Protein kinase C‐ε is a developmentally regulated, neuronal isoform in the chick embryo central nervous system

Abstract

Protein kinase C (PKC) is expressed as many isoforms and in high quantities in the central nervous system (CNS), which suggests an important role for this enzyme in neuronal development and function. We used specific antibodies to investigate the expression of the known PKC isoforms in extracts from chick major CNS areas during embryogenesis, from day 3 (E3) of incubation to day 1 post-hatching (P1). PKC-ε was the predominant isoform and was expressed from E6 onward in all brain regions, except retina (E12 and on). PKC-α/β and -ζ isoforms were expressed at lower levels prior to PKC-ε expression and throughout embryogenesis. No other isoforms were detected in neural tissue preparations.
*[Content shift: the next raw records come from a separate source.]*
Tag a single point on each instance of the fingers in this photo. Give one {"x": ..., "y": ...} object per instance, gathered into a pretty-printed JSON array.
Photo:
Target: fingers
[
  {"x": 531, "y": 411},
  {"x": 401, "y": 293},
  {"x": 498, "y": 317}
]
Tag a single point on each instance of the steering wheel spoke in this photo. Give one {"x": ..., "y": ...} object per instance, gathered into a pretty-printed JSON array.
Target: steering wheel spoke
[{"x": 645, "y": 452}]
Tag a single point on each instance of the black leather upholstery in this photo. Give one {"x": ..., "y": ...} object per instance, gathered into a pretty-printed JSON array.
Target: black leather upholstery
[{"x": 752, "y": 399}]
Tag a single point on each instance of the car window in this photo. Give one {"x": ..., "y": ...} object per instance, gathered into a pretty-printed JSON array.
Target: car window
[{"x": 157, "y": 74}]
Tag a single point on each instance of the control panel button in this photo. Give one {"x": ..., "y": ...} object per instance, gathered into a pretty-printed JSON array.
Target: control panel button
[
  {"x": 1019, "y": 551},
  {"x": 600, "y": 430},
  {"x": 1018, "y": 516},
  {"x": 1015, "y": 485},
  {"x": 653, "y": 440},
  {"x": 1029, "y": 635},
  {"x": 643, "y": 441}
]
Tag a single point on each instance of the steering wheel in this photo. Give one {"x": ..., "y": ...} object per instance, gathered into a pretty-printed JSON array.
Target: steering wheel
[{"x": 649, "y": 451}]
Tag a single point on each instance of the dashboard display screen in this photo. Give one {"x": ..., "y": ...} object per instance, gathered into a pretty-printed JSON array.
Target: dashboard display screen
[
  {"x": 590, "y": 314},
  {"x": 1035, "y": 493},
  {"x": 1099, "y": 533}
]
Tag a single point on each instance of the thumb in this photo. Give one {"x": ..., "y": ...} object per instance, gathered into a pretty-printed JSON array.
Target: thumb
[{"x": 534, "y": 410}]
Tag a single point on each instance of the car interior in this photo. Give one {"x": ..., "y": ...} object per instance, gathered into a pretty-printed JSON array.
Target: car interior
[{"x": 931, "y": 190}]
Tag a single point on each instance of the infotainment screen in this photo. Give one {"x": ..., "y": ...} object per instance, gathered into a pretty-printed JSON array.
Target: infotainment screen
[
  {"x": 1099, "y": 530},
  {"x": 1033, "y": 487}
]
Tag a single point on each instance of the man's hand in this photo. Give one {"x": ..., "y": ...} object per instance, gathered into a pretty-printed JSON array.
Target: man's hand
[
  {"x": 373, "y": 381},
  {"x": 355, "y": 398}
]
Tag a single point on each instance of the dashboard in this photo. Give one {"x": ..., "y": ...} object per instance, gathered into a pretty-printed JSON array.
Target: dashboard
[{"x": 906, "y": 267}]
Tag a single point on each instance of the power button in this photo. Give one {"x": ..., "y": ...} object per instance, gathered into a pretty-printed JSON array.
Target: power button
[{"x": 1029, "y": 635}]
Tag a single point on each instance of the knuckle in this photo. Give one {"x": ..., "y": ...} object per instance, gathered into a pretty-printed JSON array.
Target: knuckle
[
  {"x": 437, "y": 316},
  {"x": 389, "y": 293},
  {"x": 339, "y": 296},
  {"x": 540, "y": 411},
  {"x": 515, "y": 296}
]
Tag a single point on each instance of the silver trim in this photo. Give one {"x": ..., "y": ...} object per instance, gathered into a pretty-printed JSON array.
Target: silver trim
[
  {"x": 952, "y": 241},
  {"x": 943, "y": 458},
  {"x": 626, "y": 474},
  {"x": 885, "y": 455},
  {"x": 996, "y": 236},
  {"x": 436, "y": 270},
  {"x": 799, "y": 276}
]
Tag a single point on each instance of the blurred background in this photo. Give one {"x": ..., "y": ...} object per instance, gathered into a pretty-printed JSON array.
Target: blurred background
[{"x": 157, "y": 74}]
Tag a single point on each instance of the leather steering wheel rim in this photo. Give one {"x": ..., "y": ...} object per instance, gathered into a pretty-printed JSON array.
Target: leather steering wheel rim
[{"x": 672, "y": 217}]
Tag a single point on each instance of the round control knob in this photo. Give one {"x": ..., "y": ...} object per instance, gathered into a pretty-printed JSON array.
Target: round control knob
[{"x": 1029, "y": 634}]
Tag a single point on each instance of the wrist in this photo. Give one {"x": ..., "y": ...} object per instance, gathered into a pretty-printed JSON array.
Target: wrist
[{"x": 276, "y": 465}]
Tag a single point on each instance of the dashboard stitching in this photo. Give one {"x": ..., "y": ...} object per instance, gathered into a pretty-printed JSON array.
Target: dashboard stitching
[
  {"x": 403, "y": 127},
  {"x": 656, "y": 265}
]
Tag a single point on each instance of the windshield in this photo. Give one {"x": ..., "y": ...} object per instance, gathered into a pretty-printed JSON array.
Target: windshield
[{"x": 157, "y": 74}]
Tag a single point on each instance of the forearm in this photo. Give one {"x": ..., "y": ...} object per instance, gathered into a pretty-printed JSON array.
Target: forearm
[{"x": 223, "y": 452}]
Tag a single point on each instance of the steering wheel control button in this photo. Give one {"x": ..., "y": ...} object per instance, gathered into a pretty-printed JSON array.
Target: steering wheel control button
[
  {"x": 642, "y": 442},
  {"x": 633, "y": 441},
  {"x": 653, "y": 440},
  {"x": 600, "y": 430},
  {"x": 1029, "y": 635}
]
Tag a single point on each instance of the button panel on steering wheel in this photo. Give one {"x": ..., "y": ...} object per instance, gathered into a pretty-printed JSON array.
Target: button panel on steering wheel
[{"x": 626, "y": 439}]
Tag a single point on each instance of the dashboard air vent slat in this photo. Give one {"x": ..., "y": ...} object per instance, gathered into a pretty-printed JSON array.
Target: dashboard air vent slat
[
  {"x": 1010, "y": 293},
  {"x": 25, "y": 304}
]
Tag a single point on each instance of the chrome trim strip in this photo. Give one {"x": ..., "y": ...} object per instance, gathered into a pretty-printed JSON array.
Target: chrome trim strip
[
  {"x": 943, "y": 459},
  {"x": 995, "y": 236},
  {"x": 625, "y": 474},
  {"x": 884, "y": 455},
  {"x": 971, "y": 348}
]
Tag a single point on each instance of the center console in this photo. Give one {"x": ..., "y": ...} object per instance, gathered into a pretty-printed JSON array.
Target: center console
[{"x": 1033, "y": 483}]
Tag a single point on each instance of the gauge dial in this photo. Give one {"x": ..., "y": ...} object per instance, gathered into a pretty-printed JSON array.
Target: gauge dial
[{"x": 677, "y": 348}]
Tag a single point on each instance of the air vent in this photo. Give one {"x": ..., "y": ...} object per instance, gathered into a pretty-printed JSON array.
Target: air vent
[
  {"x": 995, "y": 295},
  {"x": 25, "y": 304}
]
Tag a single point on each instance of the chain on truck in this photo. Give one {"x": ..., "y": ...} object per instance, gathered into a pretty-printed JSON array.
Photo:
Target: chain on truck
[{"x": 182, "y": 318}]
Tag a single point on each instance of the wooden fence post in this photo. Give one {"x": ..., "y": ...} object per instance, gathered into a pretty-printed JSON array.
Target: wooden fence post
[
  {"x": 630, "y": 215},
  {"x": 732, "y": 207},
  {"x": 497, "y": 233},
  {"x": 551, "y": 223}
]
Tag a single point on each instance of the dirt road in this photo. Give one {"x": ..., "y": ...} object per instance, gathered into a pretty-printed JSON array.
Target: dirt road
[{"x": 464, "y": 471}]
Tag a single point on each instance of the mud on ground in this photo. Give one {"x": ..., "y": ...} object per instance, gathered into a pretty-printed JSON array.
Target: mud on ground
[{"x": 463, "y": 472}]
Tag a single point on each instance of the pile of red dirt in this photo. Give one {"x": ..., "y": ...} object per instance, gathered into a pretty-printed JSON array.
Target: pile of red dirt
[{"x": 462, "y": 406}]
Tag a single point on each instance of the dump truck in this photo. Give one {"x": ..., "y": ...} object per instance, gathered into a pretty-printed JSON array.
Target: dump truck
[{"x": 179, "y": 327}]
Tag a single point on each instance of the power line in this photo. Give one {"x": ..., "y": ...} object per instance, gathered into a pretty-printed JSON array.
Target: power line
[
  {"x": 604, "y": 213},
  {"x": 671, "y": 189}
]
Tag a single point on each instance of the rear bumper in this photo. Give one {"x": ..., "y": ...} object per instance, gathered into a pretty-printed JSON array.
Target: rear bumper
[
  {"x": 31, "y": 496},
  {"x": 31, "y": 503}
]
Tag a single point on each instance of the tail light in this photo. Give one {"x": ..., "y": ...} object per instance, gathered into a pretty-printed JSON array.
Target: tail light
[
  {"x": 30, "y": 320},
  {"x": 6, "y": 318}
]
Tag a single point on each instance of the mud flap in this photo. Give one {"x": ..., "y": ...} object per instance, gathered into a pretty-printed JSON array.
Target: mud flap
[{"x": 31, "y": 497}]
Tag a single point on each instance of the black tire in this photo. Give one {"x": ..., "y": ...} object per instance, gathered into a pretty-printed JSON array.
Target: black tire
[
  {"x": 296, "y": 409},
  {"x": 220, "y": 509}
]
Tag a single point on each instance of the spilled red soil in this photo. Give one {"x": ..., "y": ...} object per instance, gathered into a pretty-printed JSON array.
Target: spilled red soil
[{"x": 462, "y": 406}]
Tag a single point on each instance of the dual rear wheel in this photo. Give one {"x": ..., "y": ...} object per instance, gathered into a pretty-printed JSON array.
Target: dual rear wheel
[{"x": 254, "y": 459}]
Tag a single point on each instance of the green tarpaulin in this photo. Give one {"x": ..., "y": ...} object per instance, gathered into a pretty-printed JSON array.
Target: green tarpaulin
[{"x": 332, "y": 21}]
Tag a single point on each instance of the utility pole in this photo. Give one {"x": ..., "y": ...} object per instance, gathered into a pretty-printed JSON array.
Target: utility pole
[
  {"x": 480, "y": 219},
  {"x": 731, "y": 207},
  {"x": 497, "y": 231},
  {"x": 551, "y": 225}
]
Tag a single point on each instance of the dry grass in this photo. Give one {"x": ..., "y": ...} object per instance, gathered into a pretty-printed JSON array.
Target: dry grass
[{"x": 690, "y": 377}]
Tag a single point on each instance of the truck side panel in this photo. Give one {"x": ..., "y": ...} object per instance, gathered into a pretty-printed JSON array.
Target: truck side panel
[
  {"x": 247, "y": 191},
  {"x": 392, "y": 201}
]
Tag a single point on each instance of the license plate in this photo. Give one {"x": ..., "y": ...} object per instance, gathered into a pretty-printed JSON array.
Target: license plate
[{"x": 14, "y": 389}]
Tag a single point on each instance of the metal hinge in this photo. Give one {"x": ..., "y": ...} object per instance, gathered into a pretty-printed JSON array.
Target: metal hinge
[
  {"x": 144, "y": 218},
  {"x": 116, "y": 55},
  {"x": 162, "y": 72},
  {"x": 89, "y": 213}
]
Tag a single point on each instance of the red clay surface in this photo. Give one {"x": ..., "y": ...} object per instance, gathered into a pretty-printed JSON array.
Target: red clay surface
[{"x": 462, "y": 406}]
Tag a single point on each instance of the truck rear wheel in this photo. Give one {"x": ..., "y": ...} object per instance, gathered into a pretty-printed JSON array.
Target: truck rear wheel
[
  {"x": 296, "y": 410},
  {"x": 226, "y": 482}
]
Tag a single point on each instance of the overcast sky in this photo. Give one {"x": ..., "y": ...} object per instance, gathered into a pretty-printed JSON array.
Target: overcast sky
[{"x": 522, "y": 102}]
We then used neural culture systems derived from the chick CNS to study the expression of PKC isoforms in neuroblasts, cortical neurons, and cortical glial cells. Western blotting and immunostaining of neuroblastenriched cultures, derived from E3 CNS, showed only the Ca²⁺-dependent PKC-α/β to be present. Studies on neuronal cultures derived from E6 cerebral hemispheres revealed only the Ca²⁺-independent PKC-ε to be expressed in neurons, as predicted by the developmental studies on tissue homogenates. PKC-ε immunoreactivity was seen intracellularly in differentiating neurons, regardless of their neurotransmitter phenotypes, and it correlated well with the level of neuronal activity. Furthermore, PKC-α/β immunoreactivity was verified on glia cells, as the glial lineage emerges in E15 cortical cultures. These data suggest that PKC-ε expression is associated with the final neuroblast division in neurons, and the correlation of PKC isoform expression and neural cell lineage is discussed.